如何在Dataflow中使用BigQuery Standard SQL?

时间:2016-07-20 14:16:39

标签: google-bigquery google-cloud-dataflow

我想在数据流中使用BigQuery Standard SQL运行简单查询,但我无法找到启用此选项的位置。我怎么能这样做?

pipeline.apply(Read.named(metricName + " Read").fromQuery("select * from table1 UNION DISTINCT select * from table2"));

当我尝试运行它时,我收到错误:

2016-07-20T13:35:22.543Z: Error:   (6e0ad847af078af9): Workflow failed.
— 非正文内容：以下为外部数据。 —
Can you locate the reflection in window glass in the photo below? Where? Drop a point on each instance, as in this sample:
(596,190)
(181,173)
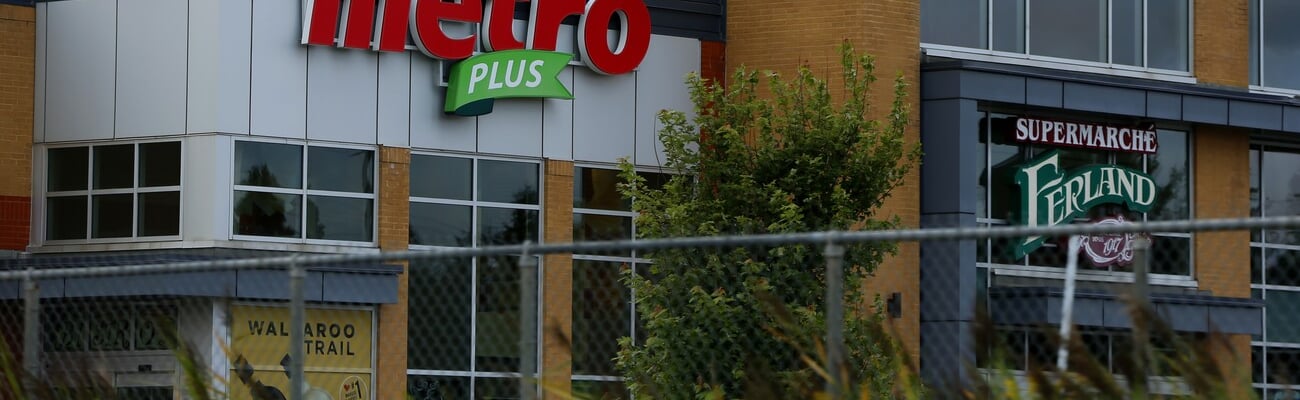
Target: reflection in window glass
(112,216)
(506,226)
(267,214)
(441,177)
(66,169)
(440,225)
(1069,29)
(507,182)
(65,218)
(268,164)
(341,169)
(115,166)
(339,218)
(954,22)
Causes: (fe6c7bcb1a35a057): S01:warehouse_handled_returns Read/DataflowPipelineRunner.BatchBigQueryIONativeRead+ParMultiDo(FormatData)+warehouse_handled_returns Write/DataflowPipelineRunner.BatchBigQueryIOWrite/DataflowPipelineRunner.BatchBigQueryIONativeWrite failed., (7f29f1d9435d27bc): BigQuery execution failed., (7f29f1d9435d2823): Error:
Message: Encountered "" at line 23, column 27.

HTTP Code: 400

3 个答案:

答案 0 :(得分:4)

您现在可以将标准SQL与数据流一起使用。

https://cloud.google.com/dataflow/model/bigquery-io

PCollection<TableRow> weatherData = p.apply(
BigQueryIO.Read
.named("ReadYearAndTemp")
.fromQuery("SELECT year, mean_temp FROM `samples.weather_stations`")
.usingStandardSql();

答案 1 :(得分:1)

在DataFlow正式支持BigQuery Standard SQL之前,一种解决方法是使用以下注释开始查询:

#StandardSQL

这将指示BigQuery使用标准SQL而不是旧版SQL

答案 2 :(得分:0)

Dataflow SDK for Java支持从1.8.0版本开始的BigQuery标准SQL方言。